• Baroness Harding wants NHSI to “work even more collaboratively with other arm’s length bodies, particularly NHS England”
  • Closer working could involve joint board meetings but a merger would require change in the law
  • Director warns against putting pressures on staff while “building the aircraft in flight”

NHS Improvement and NHS England are to explore closer working including the prospect of joint board meetings, the new chair of NHSI has said.

At an NHSI board meeting today, Baroness Harding said the regulator wanted to explore more collaboration with NHS England around what work needed to be done once, what needed to be shared and what the organisations should do separately.

Baroness Dido Harding

Source: LinkedIn

Baroness Harding said it was ‘very clear’ there needed to be better collaboration ‘across the system’

The comments indicate the national bodies moving closer together, however Parliament would have to pass legislation if they were ever to merge, which is not thought likely for many years.

Legal advice to NHS England has made clear the organisations cannot merge or share a chief executive without primary legislation.

Baroness Harding, who was appointed in October, said she was coming into the role “very clear” there needed to be better collaboration “across the system”.

She said: “One of the things I want to do is to work even more collaboratively with other NHS arm’s length bodies, particularly NHS England.”

She said the organisations would work together “on a particular piece of work to really understand what we should do once only and where we should govern together and where we should continue to separately do things”.

She said this would improve communications and could involve some joint board meetings between the two organisations.

NHSI medical director Kathy Mclean warned the board it needed to be conscious of the pressures on staff while “building the aircraft in flight”.
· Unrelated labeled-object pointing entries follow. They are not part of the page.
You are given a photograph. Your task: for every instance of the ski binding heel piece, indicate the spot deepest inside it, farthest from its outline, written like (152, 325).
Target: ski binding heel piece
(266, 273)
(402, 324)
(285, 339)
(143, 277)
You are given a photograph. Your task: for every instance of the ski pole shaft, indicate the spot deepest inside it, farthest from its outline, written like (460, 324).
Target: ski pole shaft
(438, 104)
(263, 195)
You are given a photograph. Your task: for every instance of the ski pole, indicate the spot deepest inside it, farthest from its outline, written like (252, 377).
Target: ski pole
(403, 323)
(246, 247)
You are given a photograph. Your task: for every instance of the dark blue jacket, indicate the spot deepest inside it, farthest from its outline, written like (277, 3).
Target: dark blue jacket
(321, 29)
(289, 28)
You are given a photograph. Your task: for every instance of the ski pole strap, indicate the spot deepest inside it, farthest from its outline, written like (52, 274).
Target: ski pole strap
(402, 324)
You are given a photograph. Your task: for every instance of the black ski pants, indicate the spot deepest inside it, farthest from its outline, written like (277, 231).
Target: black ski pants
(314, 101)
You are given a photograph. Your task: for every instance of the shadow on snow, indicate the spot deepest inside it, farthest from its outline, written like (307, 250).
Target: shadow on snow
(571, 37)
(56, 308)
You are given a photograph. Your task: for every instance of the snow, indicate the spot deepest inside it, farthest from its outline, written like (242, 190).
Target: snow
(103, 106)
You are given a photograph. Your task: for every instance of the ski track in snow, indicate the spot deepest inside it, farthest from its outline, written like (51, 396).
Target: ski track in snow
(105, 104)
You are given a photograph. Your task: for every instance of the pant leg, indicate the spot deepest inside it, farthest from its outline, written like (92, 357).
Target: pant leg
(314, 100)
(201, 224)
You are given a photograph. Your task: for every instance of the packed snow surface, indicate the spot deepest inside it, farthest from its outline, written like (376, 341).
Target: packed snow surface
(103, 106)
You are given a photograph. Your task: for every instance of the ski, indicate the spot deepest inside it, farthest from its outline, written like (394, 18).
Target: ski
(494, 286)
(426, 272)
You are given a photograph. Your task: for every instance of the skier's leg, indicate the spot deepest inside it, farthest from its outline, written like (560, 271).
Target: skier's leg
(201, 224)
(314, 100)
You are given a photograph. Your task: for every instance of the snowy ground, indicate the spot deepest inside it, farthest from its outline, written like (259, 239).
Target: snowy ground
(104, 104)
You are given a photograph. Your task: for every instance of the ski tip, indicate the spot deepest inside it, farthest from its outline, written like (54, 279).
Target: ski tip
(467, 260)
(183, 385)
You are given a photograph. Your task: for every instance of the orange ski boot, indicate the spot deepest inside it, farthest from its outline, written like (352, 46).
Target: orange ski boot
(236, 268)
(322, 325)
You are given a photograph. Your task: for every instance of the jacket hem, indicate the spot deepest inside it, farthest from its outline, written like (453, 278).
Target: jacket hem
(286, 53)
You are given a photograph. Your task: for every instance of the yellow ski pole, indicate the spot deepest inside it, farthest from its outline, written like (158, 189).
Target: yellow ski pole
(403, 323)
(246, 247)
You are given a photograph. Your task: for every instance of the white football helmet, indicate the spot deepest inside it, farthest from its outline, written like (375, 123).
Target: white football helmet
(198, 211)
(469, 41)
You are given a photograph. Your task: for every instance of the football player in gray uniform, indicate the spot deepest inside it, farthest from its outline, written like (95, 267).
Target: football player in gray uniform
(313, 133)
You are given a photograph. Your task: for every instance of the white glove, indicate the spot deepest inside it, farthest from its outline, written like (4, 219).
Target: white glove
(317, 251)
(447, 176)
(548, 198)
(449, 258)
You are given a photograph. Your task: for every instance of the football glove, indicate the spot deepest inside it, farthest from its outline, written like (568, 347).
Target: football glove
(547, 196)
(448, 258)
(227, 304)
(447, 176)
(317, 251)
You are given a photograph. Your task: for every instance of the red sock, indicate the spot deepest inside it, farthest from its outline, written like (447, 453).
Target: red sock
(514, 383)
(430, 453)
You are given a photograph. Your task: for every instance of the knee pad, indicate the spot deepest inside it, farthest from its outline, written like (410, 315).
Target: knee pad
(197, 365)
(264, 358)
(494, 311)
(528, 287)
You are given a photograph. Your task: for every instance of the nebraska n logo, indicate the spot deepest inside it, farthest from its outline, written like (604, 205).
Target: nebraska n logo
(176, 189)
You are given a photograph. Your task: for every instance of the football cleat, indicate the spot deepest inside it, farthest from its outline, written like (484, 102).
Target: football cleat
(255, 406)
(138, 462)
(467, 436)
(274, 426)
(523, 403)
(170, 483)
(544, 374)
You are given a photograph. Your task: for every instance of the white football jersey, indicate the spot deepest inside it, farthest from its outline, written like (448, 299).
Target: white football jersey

Baroness Harding said she agreed and the regulator would ringfence funding for a small group to undertake the work.

The two organisations have already made several joint appointments but this could be expanded, as well as setting up joint committees on issues such as finance.

There have been regular complaints from local NHS leaders that they receive duplicate or contradictory instructions from the national bodies.

A paper to NHS England’s board meeting, also held today, said: “Primary legislation would be needed to fully combine NHS England and NHS Improvement (and external legal advice is that without that, NHS England and NHS Improvement cannot have a joint board, single chair or single chief executive).

“The law also says that every part of England must be covered by a CCG. However, our aim is to go as far as possible to combine and align our shared work, and we will use the time between now and March to consider with NHSI the shape of this work programme, with a view to freeing up significantly more management cost savings across the national bodies, trusts, CCGs [and commissioning support units] than are currently earmarked for reinvestment in patient care through to 2020.”